Of course, we shouldn't be surprised about how this narrative is evolving. Of the three Obama administration alternatives, the one it is reportedly leaning towards would provide the biggest role for government going forward -- and the most cover for the real estate industry and Wall Street. Their lobbying is so powerful that it has managed to create an alternative reality in which few people now question the assertion that without a government guarantee, there could be no 30-year, fixed-rate mortgage. Indeed, Goldfarb's article implies that this assertion is an obvious, unquestionable fact:
But if this approach became law, it probably would keep in place the kind of popular home loans that have been around for decades -- 30-year fixed-rate mortgages with relatively low interest rates.

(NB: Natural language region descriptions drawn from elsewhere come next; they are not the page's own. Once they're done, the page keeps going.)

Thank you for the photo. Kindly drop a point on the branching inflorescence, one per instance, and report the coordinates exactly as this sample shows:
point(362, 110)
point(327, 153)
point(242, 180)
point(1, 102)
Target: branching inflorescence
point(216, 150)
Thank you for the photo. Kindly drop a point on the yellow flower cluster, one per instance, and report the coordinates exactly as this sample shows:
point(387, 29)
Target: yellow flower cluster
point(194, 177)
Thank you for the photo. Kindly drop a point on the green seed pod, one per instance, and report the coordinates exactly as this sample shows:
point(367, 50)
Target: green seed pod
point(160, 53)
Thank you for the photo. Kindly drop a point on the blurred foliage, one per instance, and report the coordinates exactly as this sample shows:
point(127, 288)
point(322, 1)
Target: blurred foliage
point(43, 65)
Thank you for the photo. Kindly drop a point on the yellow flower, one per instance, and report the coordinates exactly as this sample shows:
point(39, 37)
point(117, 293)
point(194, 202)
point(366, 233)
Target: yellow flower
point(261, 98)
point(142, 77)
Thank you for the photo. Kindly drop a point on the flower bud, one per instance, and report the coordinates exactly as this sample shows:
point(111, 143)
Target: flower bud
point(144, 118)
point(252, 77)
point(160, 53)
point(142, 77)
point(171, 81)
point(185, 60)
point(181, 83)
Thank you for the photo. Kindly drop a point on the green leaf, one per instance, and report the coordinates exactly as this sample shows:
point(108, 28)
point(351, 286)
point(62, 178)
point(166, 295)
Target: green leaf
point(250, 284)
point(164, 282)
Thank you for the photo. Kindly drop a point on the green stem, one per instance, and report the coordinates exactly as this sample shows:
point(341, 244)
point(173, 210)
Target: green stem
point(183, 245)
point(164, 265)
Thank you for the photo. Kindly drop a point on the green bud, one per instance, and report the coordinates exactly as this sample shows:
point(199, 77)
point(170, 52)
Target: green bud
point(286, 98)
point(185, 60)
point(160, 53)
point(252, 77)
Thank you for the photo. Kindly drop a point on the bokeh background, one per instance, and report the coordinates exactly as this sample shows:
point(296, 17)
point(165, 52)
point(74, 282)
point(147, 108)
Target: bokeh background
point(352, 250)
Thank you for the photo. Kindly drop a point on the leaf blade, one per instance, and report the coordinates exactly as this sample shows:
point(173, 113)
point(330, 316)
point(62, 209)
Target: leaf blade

I suppose the jumbo market -- mortgages too large to have obtained a government guarantee -- should just be overlooked? After all, qualified borrowers were able to obtain 30-year, fixed rate, relatively low interest rate mortgages without a government guarantee. Any claim that the 30-year, fixed rate mortgage cannot survive without government support is unfounded.
But it really isn't quite fair to single out the Obama administration here. Many Republicans also appear to be embracing a continued strong government role in the mortgage market. In fact, two California Republicans have already introduced bills that would keep the government's aggressive role in housing finance mostly intact.
As I've said before, we know how this is going to end. Taxpayers never stood a chance when facing opponents as formidable as the real estate industry and Wall Street.
Update: The Treasury has provided a response to the WaPo piece, suggesting that it still intends to wind down Fannie and Freddie and protect taxpayers. On the first point, this may be a technical dispute. The WaPo piece appears to indicate that Fannie and Freddie may have new names and somewhat new purposes, but still exist in a reanimated form. On the second point, it comes down to whether or not you believe the government can safely protect taxpayers while providing catastrophic guarantees for most mortgages. I'm skeptical. Here's an additional excerpt from the Treasury's statement:
The Washington Post article also makes a factual error in suggesting that the Administration has settled on a single proposal for the long term structure of the housing finance market. In fact, at the request of the President, the housing finance reform team at the White House, the Treasury Department, and the Department of Housing and Urban Development continues to weigh and analyze each of the options laid out in the Administration's report to Congress.
So this may still be a work in process. But the WaPo appeared (to me anyway) to indicate that the White House was leaning heavily in the direction of the catastrophic guarantee option. Time will tell.